Disabled Golfers Wow in Wales
TV presenters Dan Walker and Gethin Jones (above with Tony Lloyd) gained an insight into disabled coaching at a special ISPS Handa clinic on the eve of the Wales Open at Celtic Manor.
The pair, along with defending champion Gregory Bourdy, were put through their paces when they tried hitting balls blindfolded and also attempted to use one of the specially adapted long drivers for short-armed golfer Tony Lloyd.
“It was a great experience,” said Bourdy. “It’s very difficult to hit good shots with the long club, and with the blindfold also.
“It is amazing that these guys can hit it so well with a long club. I missed the ball three times in a row and with the last go, I only just hit it.”
Craig Thomas, the PGA Professional who spearheads the ISPS Handa PGA Academy Programme, took the opportunity to explain the work of ISPS which helps train PGA pros to bring golf to people with a range of disabilities.
“The ISPS Handa PGA Academy Programme is making a real difference to hundreds of disabled golfers,” said Thomas.

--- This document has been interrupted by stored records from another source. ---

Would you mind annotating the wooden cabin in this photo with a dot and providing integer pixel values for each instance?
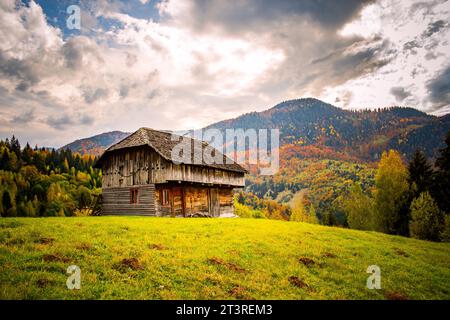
(139, 178)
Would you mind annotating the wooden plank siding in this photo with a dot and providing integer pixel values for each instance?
(142, 165)
(191, 189)
(116, 201)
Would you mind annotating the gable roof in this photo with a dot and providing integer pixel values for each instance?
(163, 144)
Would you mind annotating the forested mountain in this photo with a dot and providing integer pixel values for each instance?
(97, 144)
(308, 126)
(363, 134)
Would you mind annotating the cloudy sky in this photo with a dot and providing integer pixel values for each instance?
(181, 64)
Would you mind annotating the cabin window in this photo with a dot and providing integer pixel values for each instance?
(165, 197)
(134, 196)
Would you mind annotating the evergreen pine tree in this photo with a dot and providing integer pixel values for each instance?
(419, 173)
(441, 189)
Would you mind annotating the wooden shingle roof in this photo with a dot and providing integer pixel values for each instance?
(162, 143)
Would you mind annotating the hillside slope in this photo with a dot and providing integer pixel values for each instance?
(310, 122)
(95, 145)
(165, 258)
(362, 134)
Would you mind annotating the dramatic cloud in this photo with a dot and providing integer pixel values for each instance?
(179, 64)
(400, 93)
(439, 88)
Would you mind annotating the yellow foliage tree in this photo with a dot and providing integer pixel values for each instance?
(391, 191)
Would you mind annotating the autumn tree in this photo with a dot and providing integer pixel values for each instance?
(441, 190)
(391, 181)
(298, 211)
(6, 203)
(419, 173)
(427, 220)
(312, 216)
(359, 209)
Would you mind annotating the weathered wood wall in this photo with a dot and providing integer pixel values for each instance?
(142, 165)
(186, 200)
(116, 201)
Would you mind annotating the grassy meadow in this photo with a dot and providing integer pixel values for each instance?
(170, 258)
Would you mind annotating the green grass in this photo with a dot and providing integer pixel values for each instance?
(212, 259)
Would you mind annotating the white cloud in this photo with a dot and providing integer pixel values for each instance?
(194, 67)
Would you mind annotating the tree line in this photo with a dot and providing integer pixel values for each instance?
(409, 200)
(38, 182)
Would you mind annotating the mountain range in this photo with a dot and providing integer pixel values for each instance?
(315, 126)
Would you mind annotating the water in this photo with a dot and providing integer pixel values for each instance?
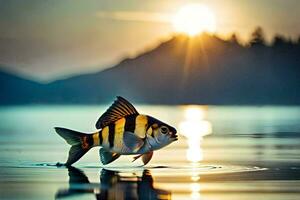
(222, 153)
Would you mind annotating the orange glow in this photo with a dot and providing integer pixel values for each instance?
(193, 19)
(194, 128)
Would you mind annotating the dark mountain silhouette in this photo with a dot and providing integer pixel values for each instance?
(182, 70)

“Having specially trained PGA pros makes a huge difference while the impact of golf in terms of the social and physical well-being it brings can’t be over emphasised.

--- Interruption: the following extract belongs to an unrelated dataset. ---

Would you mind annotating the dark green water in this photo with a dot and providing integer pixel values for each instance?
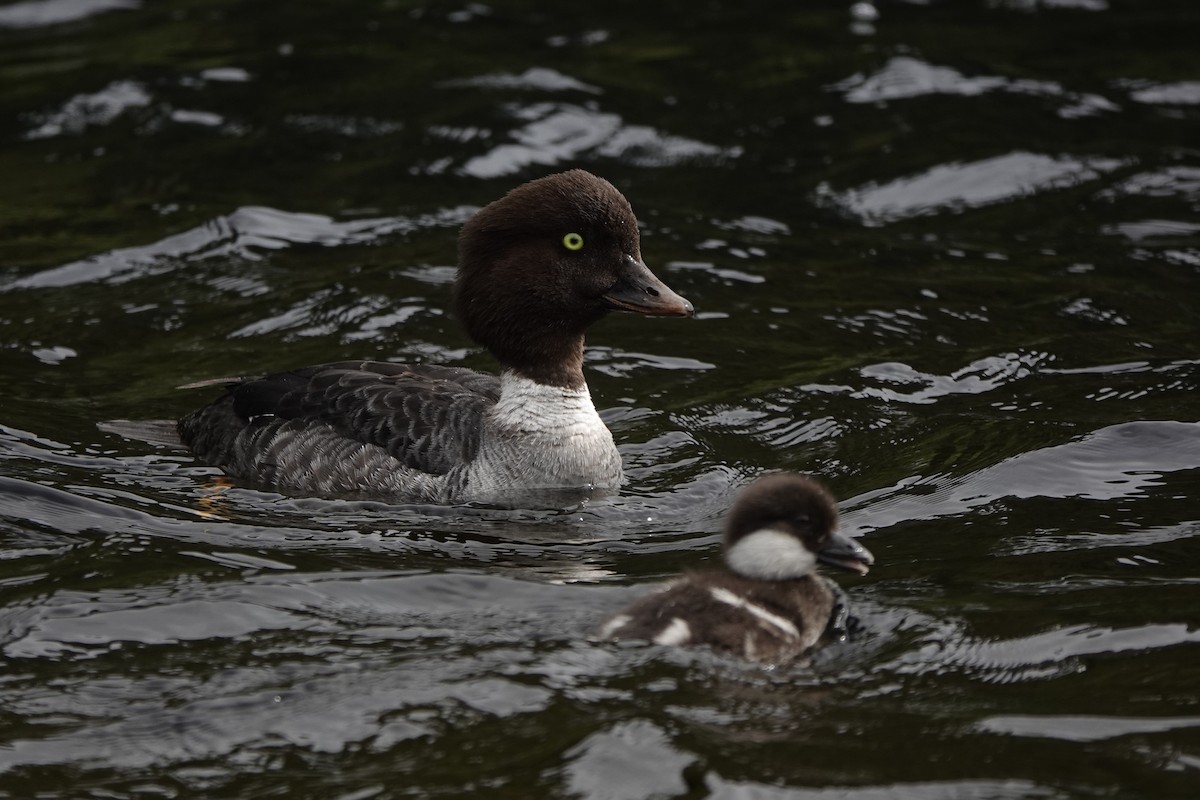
(948, 260)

“Today was a great chance to showcase the strides we are making and I think Dan (Walker), Gethin (Jones) and Gregory (Bourdy) were amazed at just how well some of the disabled golfers play.”
Among the golfers taking part in the clinic was South African-based Irishman James Hourigan, who had both legs amputated below the knee after a car accident five years ago.

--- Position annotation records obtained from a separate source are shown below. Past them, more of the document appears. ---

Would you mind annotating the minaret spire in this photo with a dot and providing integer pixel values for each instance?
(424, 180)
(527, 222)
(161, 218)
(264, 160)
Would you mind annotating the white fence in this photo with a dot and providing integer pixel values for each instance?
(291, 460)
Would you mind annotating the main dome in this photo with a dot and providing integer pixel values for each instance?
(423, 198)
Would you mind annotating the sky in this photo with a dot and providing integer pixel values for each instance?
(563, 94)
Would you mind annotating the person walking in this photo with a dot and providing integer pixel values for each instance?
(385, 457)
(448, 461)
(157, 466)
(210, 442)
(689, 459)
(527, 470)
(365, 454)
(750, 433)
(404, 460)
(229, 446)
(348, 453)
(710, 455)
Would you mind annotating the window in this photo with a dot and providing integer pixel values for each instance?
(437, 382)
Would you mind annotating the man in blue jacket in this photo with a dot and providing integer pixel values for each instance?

“Golf has taught me that I’m still able but just in a different way,” he said. ”Golf has taught me you can still compete but in a different way.
“With hard work I’m down to a three handicap at the moment and I’m busy preparing for the World Disabled Championships in Japan.”
Short-armed golfer, Tony Lloyd, who uses specially adapted clubs placed under his armpit, added: “Golf has changed my life, I used to be all about team sports but with golf I’ve found you can push yourself, challenge yourself and if it goes wrong there’s no-one to blame but yourself.
“With specially made clubs from Titleist it has taken me from disabled to enabled, and my handicap is now down to 12.
“I’ve been taking lessons with Craig, and it’s really helped me. He swings the club like I do to get a better understanding and through the lessons I’ve lost three or four shots off my handicap.”
To date more than 300 PGA pros have undertaken the week long workshop to equip them with specialist skills to coach disabled golfers and have given more than 3,000 lessons.
Three of those pros, Mike Davies (Glynn Abbey), Dave Pocock (Bryn Meadows) and Anthony Middleton (Rhyl) received special recognition awards at a gala dinner at Celtic Manor last night in recognition of their efforts in growing disabled golf.
Also honoured was 14-year-old Jordan Rosser, who suffers with a range of neuro and physical problems, but volunteers on a number of golf inclusive projects.